Now i could have done the entire thing with an single bulky ARM core, i only needed about 50MIPS of DSP work on 24bit fixed point numbers per zone. But because i knew this system would operate for an extremely long time and knew it was critical that it never click or pop or anything like that. I chose to implement it with a low power DSP per zone and a single PIC microcontroller that played the system management role. This way even if one of the uC functions crashed, maybe a DDOS attack on its Ethernet port, the DSP would happily just keep chugging away and its likely no one would ever know.

So the microcontroller played the role of running the 2 line character LCD, some buttons, temperature monitoring and fan control (there were also some fairly high power audio amplifiers on each board) and even served an AJAX style web page via ethernet. It also managed the DSPs via a serial connection.

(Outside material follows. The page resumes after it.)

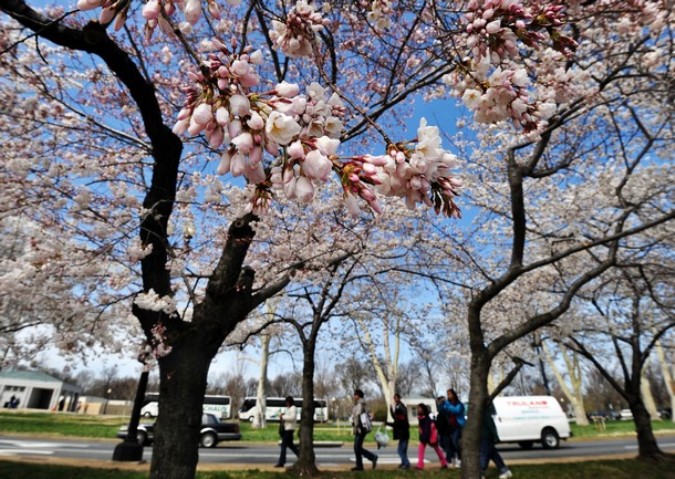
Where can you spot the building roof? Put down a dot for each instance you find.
(29, 376)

So thats a situation where even in the days where i could have used a single ARM core to do everything, the design dictated a dedicated signal processing IC.

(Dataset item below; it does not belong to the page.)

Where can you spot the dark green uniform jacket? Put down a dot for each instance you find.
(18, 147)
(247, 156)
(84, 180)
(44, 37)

Other areas where i've run into DSPs:

*High End audio - Very high end receivers and concert quality mixing and processing gear

*Radar Processing - I've also used ARM cores for this in low end apps.

*Sonar Processing

*Real time computer vision

For the most part, the low and mid ends of the audio/video/similar space have been taken over by application processors which combine a general purpose CPU with co-proc offload engines for various applications.

Let's do some math:

16 tracks * 44 ksample/s *2 channels *16 bit = 22.528 Mbps

This is the minimum speed you need for the SPI interface, if you want to transmit all the data through a single serial port. Can be done, with an adequate clock, but you need a fast SD card (see here for the speed).

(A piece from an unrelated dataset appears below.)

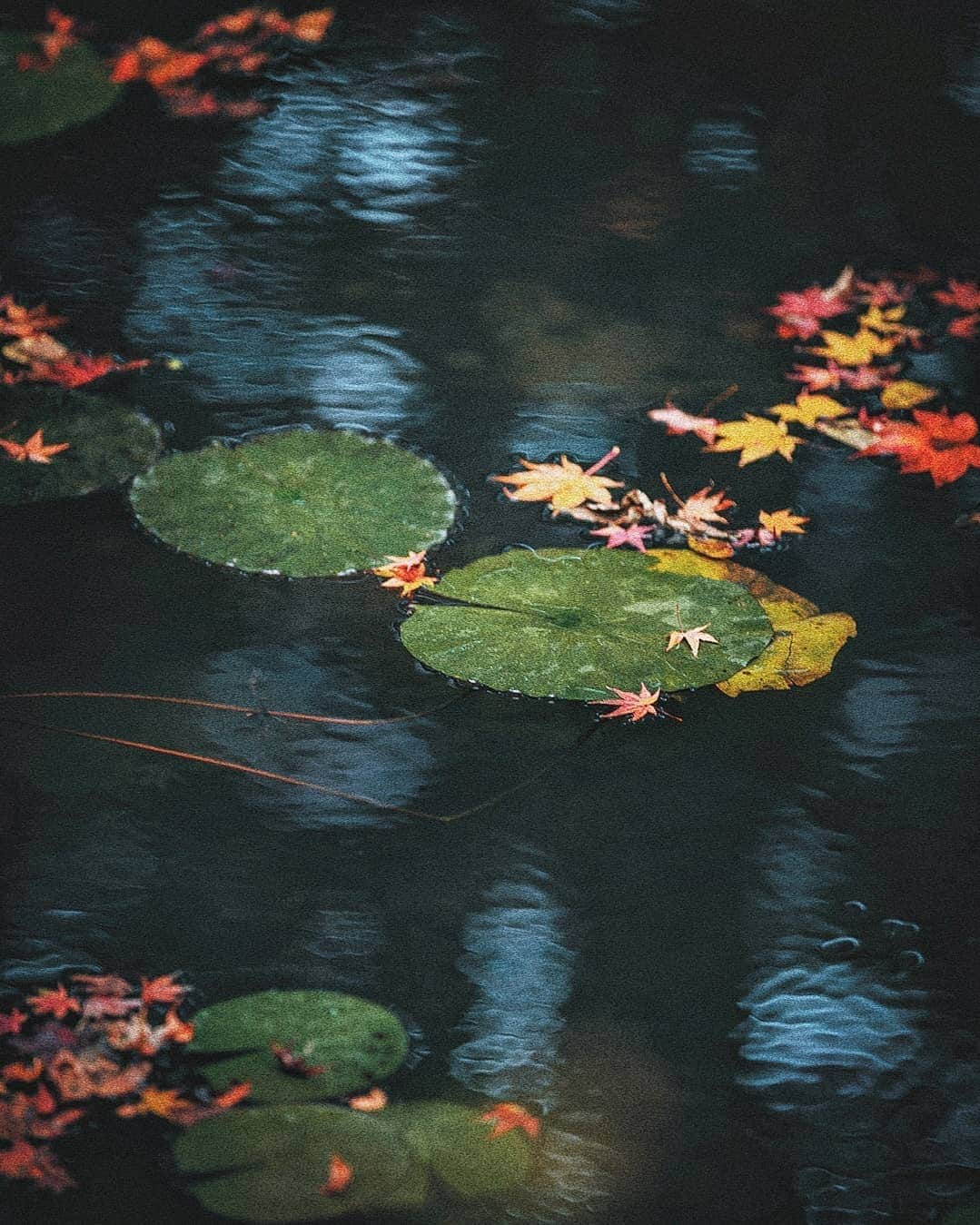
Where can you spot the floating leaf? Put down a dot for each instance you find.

Then there is the microcontroller: you have to add 16 tracks and output them through a DAC, so you have 44*2 ksamples for each track, or

$$ 44 \cdot 10^{3} \cdot 2 \cdot 16 = 1408 \cdot 10^{3} $$

16-bit sums for every sample (probably with some scaling to avoid overflow) result in about 1.4 M operations/sec, that can be handled by a good 32-bit microcontroller. Probably a Cortex-M3, or better M4 (but M3 is probably better documented) can work for you.

I've just seen this which can be clocked up to 204 MHz, has 4 SPI interfaces, up to 40 MB/s, and has also a floating point unit that can help in the accumulation process (but may be too slow). You may also use the dual core structure to handle separately the processing and the output.

But for the DAC I think that you should go for an external converter, specifically designed for audio (which means 16 bit probably).

Update

It's not so clear how are you going to manage the 16 different tracks on the SD:

• what about pre-loading tracks on the internal memory of the MCU?

Check the I²S interface, which is a 4-wire serial protocol especially designed for audio applications.

Important question:

You said that you want also to record tracks and save them to the SD card: do you want to do that at the same time? You need the controller to encode the audio in WAV and store it, and the writing bandwith of the SD card is lower.

The looping feature WILL need some buffering memory (may also use the internal memory) because looping requires real time operation, and the SD card will introduce too much latency. You may need an external RAM, and you may also think about storing some data there to reduce delays.